The Jose Flash Review
Ghost in the Shell (2017)

Sudah bukan kasus yang baru lagi bahwa Hollywood sering mencari inspirasi ide cerita film dari Asia, terutama manga dan/atau anime Jepang yang memang salah satu paling kaya dan populer. Sayangnya karena saking populernya yang kemudian membentuk fanbase yang besar dan kuat, seringkali upaya remake Hollywood mendapatkan kritik tajam dari para fanatik, terutama soal whitewash (mengganti karakter yang sejatinya beretnis Asia menjadi kulit putih) dan pengubahan di banyak elemen yang sejatinya bertujuan agar bisa dipahami dan dinikmati oleh range penonton yang lebih universal.
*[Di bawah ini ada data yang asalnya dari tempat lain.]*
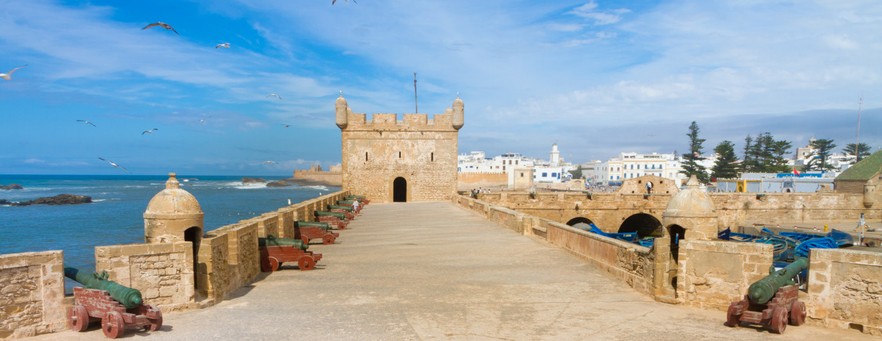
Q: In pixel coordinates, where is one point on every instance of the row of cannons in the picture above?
(119, 308)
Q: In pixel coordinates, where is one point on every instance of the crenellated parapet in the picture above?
(451, 120)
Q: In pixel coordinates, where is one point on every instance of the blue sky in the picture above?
(596, 77)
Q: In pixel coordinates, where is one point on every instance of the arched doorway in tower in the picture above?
(580, 223)
(677, 233)
(194, 236)
(644, 224)
(399, 190)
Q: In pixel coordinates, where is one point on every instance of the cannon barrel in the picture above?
(760, 292)
(340, 207)
(128, 297)
(330, 214)
(271, 240)
(319, 224)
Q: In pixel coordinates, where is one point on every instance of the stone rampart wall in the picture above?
(714, 274)
(632, 264)
(162, 272)
(845, 289)
(31, 294)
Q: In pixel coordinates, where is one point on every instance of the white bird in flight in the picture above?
(8, 75)
(163, 25)
(114, 164)
(87, 122)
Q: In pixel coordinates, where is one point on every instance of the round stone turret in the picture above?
(173, 215)
(693, 210)
(458, 113)
(342, 110)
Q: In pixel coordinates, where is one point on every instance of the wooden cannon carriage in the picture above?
(275, 251)
(117, 307)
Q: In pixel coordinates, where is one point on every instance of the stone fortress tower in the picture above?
(398, 161)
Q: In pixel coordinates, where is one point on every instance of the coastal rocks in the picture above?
(61, 199)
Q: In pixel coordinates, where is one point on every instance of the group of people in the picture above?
(476, 191)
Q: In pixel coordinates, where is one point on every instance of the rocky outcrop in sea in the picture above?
(61, 199)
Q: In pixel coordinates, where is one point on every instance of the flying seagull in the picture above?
(8, 75)
(87, 122)
(163, 25)
(114, 164)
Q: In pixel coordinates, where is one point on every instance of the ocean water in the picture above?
(116, 214)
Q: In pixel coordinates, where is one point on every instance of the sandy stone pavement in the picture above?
(433, 271)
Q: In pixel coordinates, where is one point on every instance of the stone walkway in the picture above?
(433, 271)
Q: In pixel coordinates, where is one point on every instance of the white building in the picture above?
(632, 165)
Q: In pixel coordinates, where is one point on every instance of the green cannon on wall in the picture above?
(117, 306)
(340, 207)
(275, 251)
(772, 301)
(314, 230)
(271, 240)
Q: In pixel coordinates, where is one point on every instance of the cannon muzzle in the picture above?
(271, 240)
(128, 297)
(763, 290)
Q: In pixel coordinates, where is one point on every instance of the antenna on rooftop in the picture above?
(416, 105)
(857, 139)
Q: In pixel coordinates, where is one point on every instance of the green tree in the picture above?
(764, 154)
(823, 148)
(861, 151)
(691, 165)
(726, 165)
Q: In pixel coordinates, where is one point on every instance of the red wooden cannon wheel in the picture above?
(112, 324)
(155, 323)
(779, 320)
(797, 313)
(306, 263)
(78, 318)
(731, 316)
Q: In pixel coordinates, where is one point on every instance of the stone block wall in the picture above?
(31, 294)
(243, 255)
(162, 272)
(714, 274)
(845, 289)
(213, 271)
(630, 263)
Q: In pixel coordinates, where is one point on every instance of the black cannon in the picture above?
(117, 306)
(772, 301)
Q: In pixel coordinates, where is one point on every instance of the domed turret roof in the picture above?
(690, 202)
(172, 201)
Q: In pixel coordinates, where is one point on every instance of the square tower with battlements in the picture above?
(388, 160)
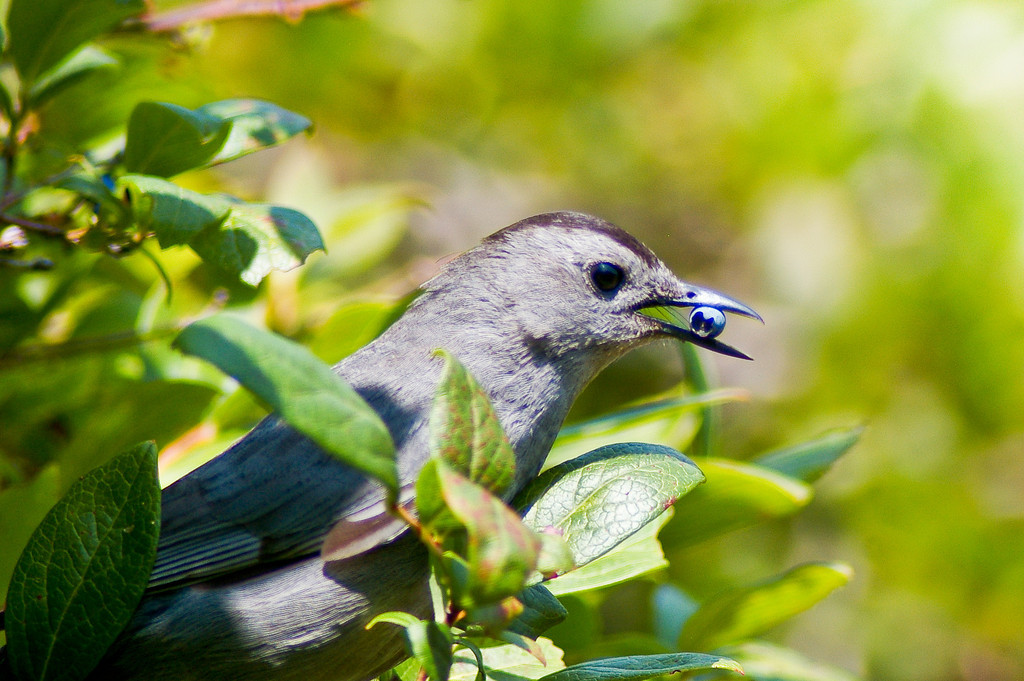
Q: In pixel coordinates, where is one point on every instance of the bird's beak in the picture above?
(687, 295)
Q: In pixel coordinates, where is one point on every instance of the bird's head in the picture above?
(571, 284)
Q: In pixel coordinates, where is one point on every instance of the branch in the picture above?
(41, 227)
(292, 10)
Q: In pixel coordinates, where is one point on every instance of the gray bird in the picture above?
(240, 589)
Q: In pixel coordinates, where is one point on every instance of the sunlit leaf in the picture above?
(639, 554)
(81, 64)
(465, 431)
(299, 387)
(351, 326)
(600, 499)
(255, 125)
(637, 668)
(255, 240)
(508, 663)
(737, 495)
(809, 461)
(173, 213)
(740, 613)
(84, 569)
(43, 33)
(671, 421)
(165, 139)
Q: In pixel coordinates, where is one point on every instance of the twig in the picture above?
(19, 356)
(35, 226)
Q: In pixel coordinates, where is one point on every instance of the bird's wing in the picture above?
(271, 497)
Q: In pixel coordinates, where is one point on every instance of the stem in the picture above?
(41, 227)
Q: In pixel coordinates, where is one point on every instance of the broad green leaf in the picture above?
(173, 213)
(773, 663)
(541, 611)
(81, 64)
(670, 421)
(85, 569)
(639, 554)
(299, 387)
(165, 139)
(637, 668)
(508, 663)
(88, 185)
(737, 495)
(598, 500)
(501, 551)
(740, 613)
(43, 33)
(255, 125)
(809, 461)
(465, 432)
(23, 507)
(255, 239)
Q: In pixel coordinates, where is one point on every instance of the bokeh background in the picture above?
(854, 170)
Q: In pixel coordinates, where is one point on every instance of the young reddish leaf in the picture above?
(255, 125)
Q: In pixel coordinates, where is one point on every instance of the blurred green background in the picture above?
(852, 170)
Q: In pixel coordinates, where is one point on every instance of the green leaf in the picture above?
(767, 662)
(541, 610)
(430, 644)
(78, 66)
(255, 125)
(299, 387)
(670, 421)
(43, 33)
(737, 495)
(637, 668)
(639, 554)
(810, 461)
(6, 101)
(166, 139)
(598, 500)
(740, 613)
(23, 506)
(501, 551)
(255, 239)
(508, 663)
(173, 213)
(465, 431)
(85, 569)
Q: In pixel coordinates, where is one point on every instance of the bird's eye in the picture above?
(707, 322)
(607, 277)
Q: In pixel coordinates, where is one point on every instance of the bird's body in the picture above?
(240, 589)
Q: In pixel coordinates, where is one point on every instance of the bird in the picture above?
(240, 588)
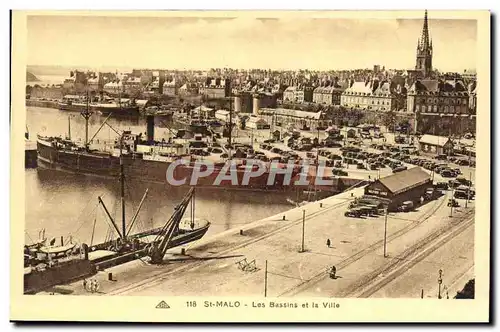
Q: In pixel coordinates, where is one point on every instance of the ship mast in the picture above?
(122, 189)
(86, 115)
(230, 126)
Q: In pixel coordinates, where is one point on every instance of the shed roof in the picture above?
(434, 140)
(405, 180)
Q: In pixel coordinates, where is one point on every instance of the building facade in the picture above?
(327, 95)
(298, 94)
(215, 88)
(424, 51)
(370, 95)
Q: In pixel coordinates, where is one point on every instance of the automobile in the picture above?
(430, 194)
(340, 172)
(399, 169)
(447, 173)
(442, 185)
(367, 210)
(399, 140)
(406, 206)
(354, 213)
(441, 157)
(462, 194)
(464, 181)
(311, 155)
(335, 157)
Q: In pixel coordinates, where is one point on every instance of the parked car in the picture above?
(354, 213)
(441, 157)
(442, 185)
(399, 169)
(406, 206)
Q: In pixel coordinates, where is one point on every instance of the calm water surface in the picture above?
(66, 204)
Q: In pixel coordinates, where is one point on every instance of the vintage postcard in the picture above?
(204, 166)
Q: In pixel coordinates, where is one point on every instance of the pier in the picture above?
(293, 246)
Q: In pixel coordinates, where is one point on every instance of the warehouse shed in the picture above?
(395, 189)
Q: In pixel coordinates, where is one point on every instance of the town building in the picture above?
(408, 185)
(132, 84)
(424, 51)
(215, 88)
(188, 89)
(113, 88)
(438, 97)
(283, 117)
(298, 94)
(435, 144)
(328, 95)
(255, 122)
(371, 95)
(170, 87)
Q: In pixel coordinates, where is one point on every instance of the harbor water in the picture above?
(66, 204)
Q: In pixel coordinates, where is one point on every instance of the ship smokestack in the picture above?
(150, 120)
(256, 104)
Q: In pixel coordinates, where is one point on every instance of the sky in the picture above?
(246, 42)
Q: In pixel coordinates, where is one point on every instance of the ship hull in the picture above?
(125, 110)
(137, 168)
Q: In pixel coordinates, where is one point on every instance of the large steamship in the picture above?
(147, 160)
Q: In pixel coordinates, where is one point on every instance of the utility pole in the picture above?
(265, 281)
(385, 234)
(440, 281)
(303, 229)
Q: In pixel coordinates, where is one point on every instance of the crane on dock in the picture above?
(161, 243)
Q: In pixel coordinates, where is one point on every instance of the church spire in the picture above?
(424, 39)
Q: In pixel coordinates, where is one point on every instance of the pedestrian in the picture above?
(96, 286)
(333, 272)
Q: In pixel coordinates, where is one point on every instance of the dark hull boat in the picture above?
(50, 265)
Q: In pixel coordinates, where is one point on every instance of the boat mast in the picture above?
(122, 188)
(230, 126)
(86, 115)
(69, 127)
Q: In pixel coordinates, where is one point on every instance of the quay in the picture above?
(293, 246)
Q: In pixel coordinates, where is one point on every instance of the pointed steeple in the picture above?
(424, 39)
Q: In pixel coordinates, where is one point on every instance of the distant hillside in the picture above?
(31, 78)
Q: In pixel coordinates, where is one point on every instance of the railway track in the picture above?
(160, 277)
(360, 254)
(371, 283)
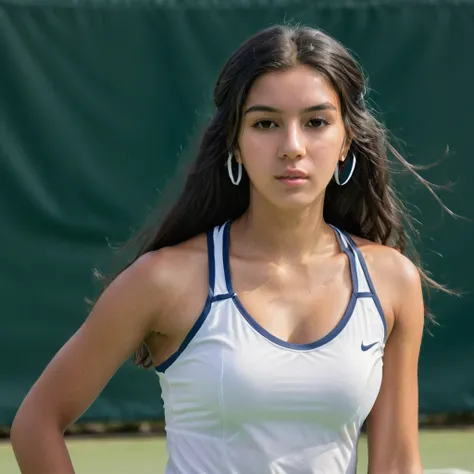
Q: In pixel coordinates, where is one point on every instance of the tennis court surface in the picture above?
(443, 452)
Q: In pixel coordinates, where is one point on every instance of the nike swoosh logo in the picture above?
(366, 348)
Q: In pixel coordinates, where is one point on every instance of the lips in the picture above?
(293, 173)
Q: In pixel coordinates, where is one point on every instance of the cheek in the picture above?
(257, 153)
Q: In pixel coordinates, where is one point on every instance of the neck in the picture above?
(291, 236)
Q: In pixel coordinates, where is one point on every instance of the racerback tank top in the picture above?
(238, 400)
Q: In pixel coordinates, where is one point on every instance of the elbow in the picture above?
(30, 423)
(398, 468)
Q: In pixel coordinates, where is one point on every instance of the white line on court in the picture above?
(446, 470)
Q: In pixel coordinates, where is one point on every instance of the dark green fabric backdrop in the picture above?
(99, 99)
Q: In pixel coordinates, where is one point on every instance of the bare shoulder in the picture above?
(177, 278)
(396, 280)
(389, 261)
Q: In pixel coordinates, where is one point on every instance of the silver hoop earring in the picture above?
(343, 172)
(234, 181)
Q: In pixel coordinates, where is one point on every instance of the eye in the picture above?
(318, 122)
(264, 124)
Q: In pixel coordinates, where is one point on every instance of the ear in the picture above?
(346, 147)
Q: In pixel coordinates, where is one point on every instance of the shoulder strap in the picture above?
(216, 245)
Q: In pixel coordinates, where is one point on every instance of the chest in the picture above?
(246, 379)
(298, 304)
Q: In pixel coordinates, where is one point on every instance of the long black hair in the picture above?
(367, 206)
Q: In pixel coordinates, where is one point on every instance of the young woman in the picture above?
(274, 300)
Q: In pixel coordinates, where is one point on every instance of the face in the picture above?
(292, 137)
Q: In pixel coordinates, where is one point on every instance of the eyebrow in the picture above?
(314, 108)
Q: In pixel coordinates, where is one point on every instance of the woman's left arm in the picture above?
(393, 422)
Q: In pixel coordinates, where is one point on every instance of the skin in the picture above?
(286, 267)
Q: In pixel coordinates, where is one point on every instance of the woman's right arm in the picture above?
(121, 319)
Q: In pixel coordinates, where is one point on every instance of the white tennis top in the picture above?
(238, 400)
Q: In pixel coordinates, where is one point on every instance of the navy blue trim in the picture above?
(350, 255)
(369, 282)
(225, 296)
(211, 261)
(311, 345)
(226, 256)
(196, 326)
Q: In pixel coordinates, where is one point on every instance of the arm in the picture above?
(393, 423)
(121, 319)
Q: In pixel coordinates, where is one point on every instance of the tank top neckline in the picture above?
(347, 249)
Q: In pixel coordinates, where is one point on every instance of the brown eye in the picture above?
(264, 124)
(318, 122)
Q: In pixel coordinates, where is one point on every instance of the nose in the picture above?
(293, 144)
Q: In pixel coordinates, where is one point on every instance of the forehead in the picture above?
(292, 89)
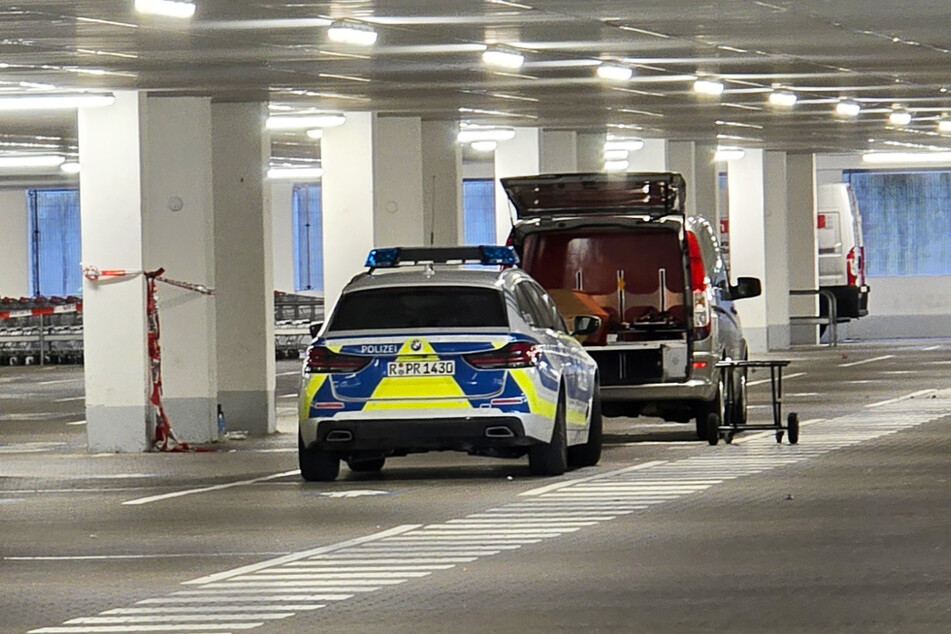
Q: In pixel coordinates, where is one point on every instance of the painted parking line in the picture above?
(864, 361)
(348, 571)
(217, 487)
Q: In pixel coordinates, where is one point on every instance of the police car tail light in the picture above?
(698, 283)
(325, 360)
(515, 355)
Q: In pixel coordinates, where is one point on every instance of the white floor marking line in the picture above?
(901, 398)
(786, 377)
(243, 570)
(217, 487)
(246, 597)
(864, 361)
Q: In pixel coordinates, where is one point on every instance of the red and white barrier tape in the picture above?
(164, 438)
(42, 310)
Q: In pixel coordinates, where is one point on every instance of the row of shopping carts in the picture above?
(42, 330)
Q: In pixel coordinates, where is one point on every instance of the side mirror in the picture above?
(746, 287)
(315, 329)
(585, 325)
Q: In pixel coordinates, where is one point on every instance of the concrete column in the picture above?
(695, 163)
(516, 157)
(802, 261)
(558, 152)
(398, 218)
(116, 361)
(442, 183)
(747, 241)
(178, 235)
(372, 192)
(282, 235)
(243, 267)
(14, 244)
(776, 284)
(590, 151)
(651, 158)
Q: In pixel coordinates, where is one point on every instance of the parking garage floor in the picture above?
(848, 531)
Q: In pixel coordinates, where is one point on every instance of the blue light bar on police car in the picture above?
(406, 256)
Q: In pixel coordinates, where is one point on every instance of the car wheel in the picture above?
(588, 454)
(551, 458)
(367, 465)
(316, 465)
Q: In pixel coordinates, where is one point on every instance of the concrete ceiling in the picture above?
(427, 63)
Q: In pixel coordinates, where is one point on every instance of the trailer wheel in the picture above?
(792, 428)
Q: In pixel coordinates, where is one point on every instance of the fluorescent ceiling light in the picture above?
(166, 8)
(783, 98)
(349, 32)
(631, 145)
(468, 135)
(724, 154)
(305, 122)
(56, 101)
(848, 109)
(503, 58)
(28, 161)
(899, 117)
(615, 166)
(708, 87)
(295, 173)
(484, 146)
(614, 72)
(907, 157)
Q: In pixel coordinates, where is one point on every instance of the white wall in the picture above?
(14, 238)
(899, 307)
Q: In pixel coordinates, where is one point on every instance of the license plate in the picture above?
(420, 368)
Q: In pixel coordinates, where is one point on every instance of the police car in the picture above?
(426, 352)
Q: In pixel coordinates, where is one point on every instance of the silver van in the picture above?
(620, 247)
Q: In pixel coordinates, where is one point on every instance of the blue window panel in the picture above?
(55, 242)
(478, 211)
(308, 238)
(905, 220)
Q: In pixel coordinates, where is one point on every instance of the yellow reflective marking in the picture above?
(536, 404)
(307, 394)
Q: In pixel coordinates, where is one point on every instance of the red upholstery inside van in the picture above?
(556, 258)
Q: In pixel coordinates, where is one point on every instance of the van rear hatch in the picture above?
(603, 244)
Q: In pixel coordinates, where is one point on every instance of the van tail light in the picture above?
(326, 361)
(699, 285)
(853, 263)
(519, 354)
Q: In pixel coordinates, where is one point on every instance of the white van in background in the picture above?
(841, 251)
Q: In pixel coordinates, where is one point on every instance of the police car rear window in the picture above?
(420, 307)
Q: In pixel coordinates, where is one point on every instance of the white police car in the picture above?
(442, 357)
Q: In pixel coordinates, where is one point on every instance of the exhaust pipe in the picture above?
(339, 435)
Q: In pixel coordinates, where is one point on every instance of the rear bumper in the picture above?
(403, 434)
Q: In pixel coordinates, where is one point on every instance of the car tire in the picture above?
(368, 465)
(551, 458)
(588, 454)
(317, 465)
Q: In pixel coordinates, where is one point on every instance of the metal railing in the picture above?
(831, 319)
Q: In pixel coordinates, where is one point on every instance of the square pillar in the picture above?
(243, 267)
(748, 241)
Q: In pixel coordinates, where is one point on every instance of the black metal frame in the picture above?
(729, 427)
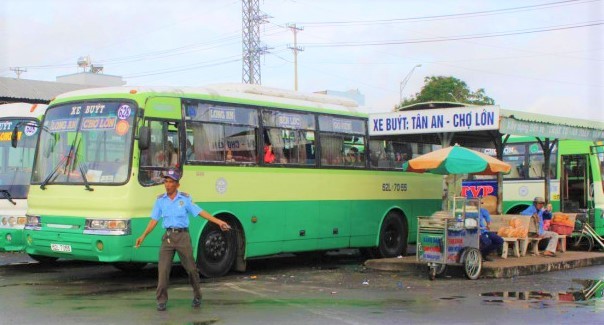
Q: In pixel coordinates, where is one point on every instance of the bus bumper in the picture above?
(11, 240)
(80, 246)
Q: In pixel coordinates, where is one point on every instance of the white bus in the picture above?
(15, 169)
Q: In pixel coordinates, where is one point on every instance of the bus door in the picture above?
(162, 118)
(574, 183)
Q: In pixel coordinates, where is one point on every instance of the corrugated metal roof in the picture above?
(549, 119)
(25, 89)
(518, 115)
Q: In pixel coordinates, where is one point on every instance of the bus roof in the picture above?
(22, 110)
(256, 94)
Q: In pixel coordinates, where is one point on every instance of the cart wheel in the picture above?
(582, 241)
(472, 263)
(440, 268)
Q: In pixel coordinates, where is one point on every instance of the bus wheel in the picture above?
(216, 251)
(44, 259)
(129, 267)
(393, 236)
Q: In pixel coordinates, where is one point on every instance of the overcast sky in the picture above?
(540, 56)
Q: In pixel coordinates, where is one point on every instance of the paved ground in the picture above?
(504, 268)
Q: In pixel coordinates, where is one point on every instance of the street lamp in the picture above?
(404, 82)
(456, 100)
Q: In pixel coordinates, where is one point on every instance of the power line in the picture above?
(187, 67)
(457, 38)
(447, 16)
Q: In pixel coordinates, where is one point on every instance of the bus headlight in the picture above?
(32, 222)
(107, 227)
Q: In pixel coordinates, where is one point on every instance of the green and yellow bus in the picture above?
(21, 119)
(576, 183)
(98, 165)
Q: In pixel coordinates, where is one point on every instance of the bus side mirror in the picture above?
(144, 138)
(49, 147)
(14, 137)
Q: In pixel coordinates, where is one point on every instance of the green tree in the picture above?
(448, 89)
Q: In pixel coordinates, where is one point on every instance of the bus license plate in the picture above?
(60, 248)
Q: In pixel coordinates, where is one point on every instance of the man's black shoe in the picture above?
(196, 302)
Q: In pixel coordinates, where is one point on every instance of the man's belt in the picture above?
(177, 229)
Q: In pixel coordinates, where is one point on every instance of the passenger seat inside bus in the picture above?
(536, 169)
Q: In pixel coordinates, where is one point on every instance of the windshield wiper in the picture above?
(47, 179)
(8, 196)
(77, 162)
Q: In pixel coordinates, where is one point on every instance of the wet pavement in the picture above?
(503, 268)
(333, 289)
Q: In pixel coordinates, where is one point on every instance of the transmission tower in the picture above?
(18, 71)
(252, 18)
(295, 29)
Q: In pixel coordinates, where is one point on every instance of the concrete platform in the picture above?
(502, 268)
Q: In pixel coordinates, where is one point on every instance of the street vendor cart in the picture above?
(451, 237)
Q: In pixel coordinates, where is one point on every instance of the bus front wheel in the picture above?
(393, 236)
(216, 251)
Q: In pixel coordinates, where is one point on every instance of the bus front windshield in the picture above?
(15, 163)
(85, 143)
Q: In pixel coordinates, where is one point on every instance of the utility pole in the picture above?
(252, 18)
(18, 71)
(296, 49)
(404, 82)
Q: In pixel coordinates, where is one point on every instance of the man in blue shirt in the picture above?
(536, 211)
(489, 240)
(174, 208)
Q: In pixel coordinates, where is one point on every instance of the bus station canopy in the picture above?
(476, 126)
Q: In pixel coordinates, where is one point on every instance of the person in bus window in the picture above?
(352, 157)
(190, 152)
(269, 156)
(174, 207)
(172, 154)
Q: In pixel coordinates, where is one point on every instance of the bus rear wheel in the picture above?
(216, 251)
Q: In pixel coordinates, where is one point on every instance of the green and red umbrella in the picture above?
(456, 160)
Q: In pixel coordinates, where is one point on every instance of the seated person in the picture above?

Toh versi remake Hollywood yang jelas punya pasar jauh lebih luas bisa menjadi sarana promosi materi aslinya untuk dikenali lebih dalam.

Kendati demikian upaya Hollywood seolah tak pernah mengenal kata putus asa. Upaya terbaru adalah remake versi live action dari manga Ghost in the Shell (GitS) karya Masamune Shirow yang beredar pertama kali tahun 1989 dan sempat diangkat ke versi anime pada tahun 1995. Setelah franchise-nya kemudian berkembang dalam format video game dan serial TV, tahun 2008 DreamWorks selaku distributor Ghost in the Shell 2: Innocence di layar lebar Amerika Serikat mendapatkan hak untuk me-remake. Naskahnya disusun oleh tim yang terdiri dari Jamie Moss (Street Kings), William Wheeler (The HOAX, Queen of Katwe), dan Ehren Kruger (franchise remake The Rings dan Transformers sejak Revenge of the Fallen), sementara posisi sutradara dipercayakan kepada Rupert Sanders (Snow White and the Huntsman). Pemilihan aktris Scarlett Johansson secara general mungkin sangat catchy dan tepat mengingat ia sudah berkali-kali membuktikan diri tampil memikat sebagai heroine, seperti di franchise The Avengers dan Lucy. Namun tentu saja lagi-lagi isu whitewash mencuat ke permukaan. However, GitS versi live-action Hollywood ini tetap punya daya tarik yang lebih dari cukup untuk membuat penonton penasaran.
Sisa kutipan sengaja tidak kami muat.